We have developed an in vivo screening method for the identification of genes with asymmetrically localized RNA. A pilot screen for mRNAs localized in the branches of tracheal cells has shown that we can identify genes required for cell morphogenesis that have not been found by other methods. We will study these genes with a view to discovering the mechanisms by which branches grow in response to local cues and how an intracellular lumen is formed. For a full understanding of the processes we plan to discover further genes by conducting a full-scale screen. Results from testing genes from the pilot screen in other cell types have indicated that there must be cell type specific mRNA recognition and processing systems. To build a sequence database of mRNAs with tissue-specific polar distributions, the data obtained through screening tracheal cells in our own group will be enriched by input from collaborating laboratories who will use the insertion stocks we generate to screen other cell types. The combined datasets will be used for the bioinformatic identification of localisation signals.

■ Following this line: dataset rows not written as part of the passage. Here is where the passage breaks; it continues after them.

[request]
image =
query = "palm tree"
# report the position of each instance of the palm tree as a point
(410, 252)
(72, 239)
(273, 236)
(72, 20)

Students joining the lab have many choices for their research projects: - they may participate in the screen in order to discover new genes, among which they can then choose a subset for further studies - they may follow up initial results from the analysis of mutants and genes already under investigation in the lab. This will involve, among other aspects, the study of molecules involved in membrane trafficking and fusion. - they may use a combination of experimental and bioinformatic approaches to determine mRNA localisation signals. Methods will include live imaging of branch outgrowth and lumen formation, generation of mutants and sophisticated genetic engineering of flies, biochemistry and cell culture.